While the University of Austin is just one institution, it serves as a bellwether of the whole anti-woke project more generally—having been conceived as a sort of model liberal project by some of the leading lights of this movement. Its board of trustees includes historian Niall Ferguson and journalist Bari Weiss, while the board of advisors boasts Eric Kaufmann, economists Glenn Loury and Tyler Cowen, and famed evolutionary biologist Richard Dawkins. Harvard professor Steven Pinker was also an early advisor; as was social scientist Jonathan Haidt (a founder of the staunchly liberal-minded Heterodox Academy)—though both have since departed. Every one of these people has been featured by Quillette at one time or another, either as author or podcast guest. It says a lot about the stormy seas that liberals now face that even a once-impeccably liberal organisation such as this can begin listing to starboard just four years out of the shipyard.
I find these developments not just politically disturbing, but also personally disappointing. Not so long ago, I imagined that the coalition of plucky liberal gadflies that began countering illiberal progressivism at around the time I began working for Quillette could be sustained indefinitely—and perhaps even solidify into a durable movement that would become my long-term political home. (I’ve never had one, and it would be nice if I finally did.) But that’s now been exposed as an exercise in wishful thinking.

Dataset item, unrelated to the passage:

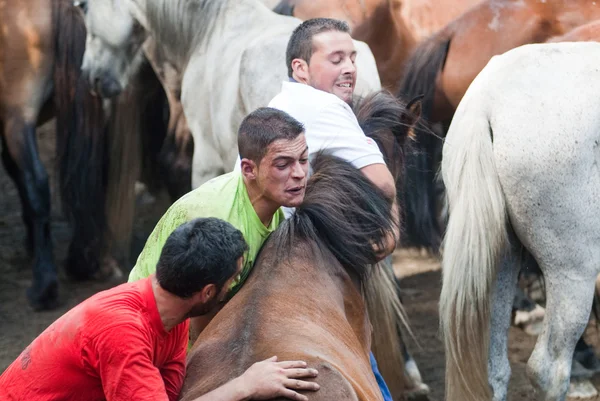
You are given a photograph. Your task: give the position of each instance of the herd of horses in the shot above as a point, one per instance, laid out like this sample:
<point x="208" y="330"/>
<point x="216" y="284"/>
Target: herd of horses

O’Sullivan’s Law and Quillette’s Law (I promise that’s the last time I’ll use the phrase) both describe ideologically centrifugal forces—driving people away, in opposite directions, from the liberal democratic baseline that I’d always taken for granted as the natural resting point for mainstream intellectual life. Battling against illiberalism from both sides at the same time can feel like a lonely and hopeless intellectual project. But absent the emergence of some third law that will deliver me from my labours, I see no principled alternative.